Sungguh sikap eyang berlawanan dengan apa yang kubayangkan. Dari cerita yang kudengar dari ibu, aku sempat berpikir pertemuan mereka akan diwarnai emosi yang meledak-ledak. Seperti saat eyang memarahi tempo hari. Apakah eyang masih akan setenang ini jika tahu siapa bapakku?
Bapak masih terpaku di tempatnya, pandangannya tidak lepas dari tubuh ringkih ibuku. Sesekali laki-laki itu menyeka matanya.
"Di mana suamimu?" Tanya eyang setelah beberapa saat mereka hanya berbicara lewat mata.
Ibu kembali terisak, sekilas matanya melirik bapak yang tengah menatapnya. Senyum terpaksa menghiasi wajah lembut bapak.
"Laki-laki itu tidak menikahimu?" Kali ini emosi eyang terpancing naik.
"Romo, bagaimana kalau bicaranya kita lanjutkan besok saja. Kasihan diajeng pasti lelah," saran bapak menyadarkan ayahnya. Laki-laki delapan puluh tahunan itu mengangguk paham.
"Pindahkan adikmu ke kamar yang lebih layak!" Perintahnya tegas.
"Tidak perlu eyang, besok ibu sudah bisa pulang," sahutku memghalangi niatnya memindahkan ibu. Eyang mendengkus.
"Tidak masalah, malam ini eyang mau bersama putriku," katanya tidak terbantahkan.
Aku sudah mau membantahnya lagi, tetapi tatapan mata ibu melarangku.
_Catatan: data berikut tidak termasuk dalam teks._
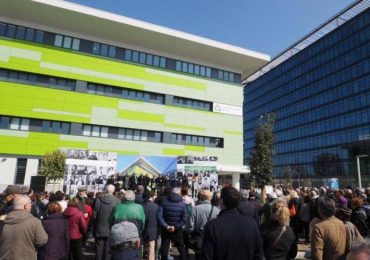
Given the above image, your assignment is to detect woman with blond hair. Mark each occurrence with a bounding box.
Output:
[262,198,297,260]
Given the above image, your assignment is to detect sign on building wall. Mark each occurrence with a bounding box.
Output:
[177,156,218,192]
[64,149,117,195]
[213,103,243,116]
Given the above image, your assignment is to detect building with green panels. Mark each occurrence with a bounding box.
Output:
[0,0,269,189]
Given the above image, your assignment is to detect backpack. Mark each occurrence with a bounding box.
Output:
[109,221,140,250]
[289,203,297,218]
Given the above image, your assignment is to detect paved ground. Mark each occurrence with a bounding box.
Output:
[84,239,311,260]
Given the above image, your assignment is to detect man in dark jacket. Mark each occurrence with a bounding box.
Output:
[94,185,120,260]
[238,190,259,223]
[0,195,48,260]
[0,185,22,220]
[143,191,159,260]
[202,187,263,260]
[157,188,188,260]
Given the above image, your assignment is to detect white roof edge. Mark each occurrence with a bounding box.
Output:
[32,0,271,61]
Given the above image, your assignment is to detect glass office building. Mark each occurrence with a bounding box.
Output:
[243,1,370,185]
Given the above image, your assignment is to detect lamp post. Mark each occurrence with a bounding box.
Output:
[356,154,368,189]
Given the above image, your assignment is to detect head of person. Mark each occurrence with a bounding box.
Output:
[240,189,249,199]
[317,196,336,219]
[54,190,64,201]
[68,197,80,207]
[13,195,32,212]
[221,186,240,209]
[352,197,364,209]
[143,190,154,201]
[77,187,87,198]
[136,185,144,193]
[335,205,352,222]
[105,184,116,194]
[211,191,221,206]
[48,201,62,214]
[2,185,22,204]
[271,198,290,226]
[346,244,370,260]
[122,190,135,201]
[198,189,212,202]
[181,186,189,196]
[171,187,181,196]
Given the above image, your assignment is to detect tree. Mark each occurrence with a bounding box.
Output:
[249,113,275,187]
[40,150,67,182]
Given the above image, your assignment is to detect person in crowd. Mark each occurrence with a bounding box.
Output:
[299,194,311,243]
[201,186,263,260]
[0,185,22,220]
[335,205,365,253]
[0,196,48,260]
[30,192,46,219]
[351,197,369,237]
[181,184,195,257]
[37,202,69,260]
[262,198,297,260]
[261,192,277,228]
[157,187,188,260]
[346,244,370,260]
[143,191,159,260]
[211,191,221,210]
[288,190,301,240]
[238,189,259,223]
[189,190,220,260]
[110,190,145,259]
[311,196,346,260]
[135,185,144,205]
[55,191,68,213]
[94,185,120,260]
[335,190,348,207]
[63,197,87,260]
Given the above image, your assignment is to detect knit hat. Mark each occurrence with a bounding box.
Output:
[337,205,352,217]
[2,185,23,195]
[109,221,140,246]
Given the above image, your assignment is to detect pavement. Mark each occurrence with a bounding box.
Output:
[83,238,311,260]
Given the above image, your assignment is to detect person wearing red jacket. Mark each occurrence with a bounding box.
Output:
[63,197,87,260]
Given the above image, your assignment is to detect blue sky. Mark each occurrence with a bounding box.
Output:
[70,0,354,57]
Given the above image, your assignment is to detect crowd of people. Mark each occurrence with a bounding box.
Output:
[0,184,370,260]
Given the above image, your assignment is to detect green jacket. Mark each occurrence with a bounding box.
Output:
[110,201,145,235]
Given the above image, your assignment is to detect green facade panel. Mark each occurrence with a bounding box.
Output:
[0,39,243,165]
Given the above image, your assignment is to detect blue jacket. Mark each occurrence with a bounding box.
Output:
[157,193,188,229]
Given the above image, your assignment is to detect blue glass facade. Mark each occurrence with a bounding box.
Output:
[243,8,370,184]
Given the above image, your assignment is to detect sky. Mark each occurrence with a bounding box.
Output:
[69,0,354,57]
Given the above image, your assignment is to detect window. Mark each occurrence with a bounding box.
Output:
[26,28,35,42]
[6,24,15,38]
[72,39,80,51]
[15,27,26,40]
[118,128,125,139]
[54,34,63,47]
[10,118,21,130]
[108,46,116,58]
[82,125,91,136]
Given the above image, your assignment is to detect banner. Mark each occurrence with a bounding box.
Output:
[64,149,117,195]
[177,156,218,191]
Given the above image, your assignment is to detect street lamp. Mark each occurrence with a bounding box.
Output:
[356,154,368,189]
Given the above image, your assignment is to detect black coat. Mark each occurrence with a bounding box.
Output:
[202,209,263,260]
[238,198,259,223]
[94,194,120,237]
[37,213,69,260]
[262,221,297,260]
[143,200,159,241]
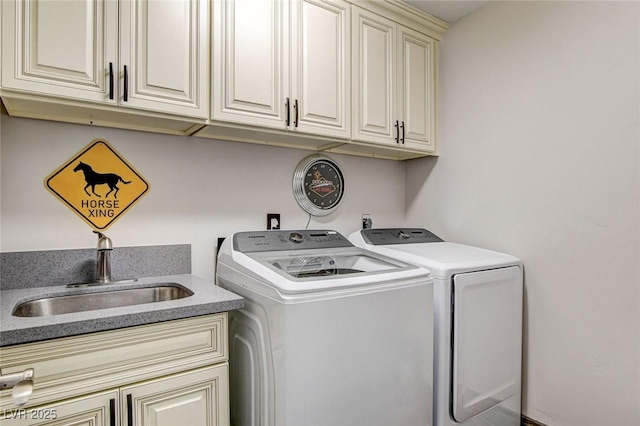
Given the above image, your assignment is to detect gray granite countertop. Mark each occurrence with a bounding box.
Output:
[0,274,244,346]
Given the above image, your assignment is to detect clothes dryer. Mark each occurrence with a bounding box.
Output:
[349,228,523,426]
[216,230,433,426]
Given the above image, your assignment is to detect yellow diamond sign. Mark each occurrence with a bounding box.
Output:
[44,139,149,231]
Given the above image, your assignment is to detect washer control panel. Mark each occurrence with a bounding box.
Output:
[233,229,353,253]
[360,228,444,246]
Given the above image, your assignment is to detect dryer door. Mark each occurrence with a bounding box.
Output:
[451,266,522,422]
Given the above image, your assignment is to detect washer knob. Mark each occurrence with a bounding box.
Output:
[289,232,304,243]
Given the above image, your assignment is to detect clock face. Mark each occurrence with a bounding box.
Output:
[293,155,344,216]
Bapak mengangguk, lalu berbalik meninggalkan kami.
"To, kamu bereskan barang-barang ibumu. Kalau pakdhemu datang kita langsung pindah," Lagi-lagi perintah yang tidak terbantahkan.
Aku menurut, membereskan barang milik kami yang tidak seberapa, karena sebagian sudah dibawa pulang bu Ratmi siang tadi. Eyang masih terus berbicara, ibu sesekali menjawab terkadang diam saja.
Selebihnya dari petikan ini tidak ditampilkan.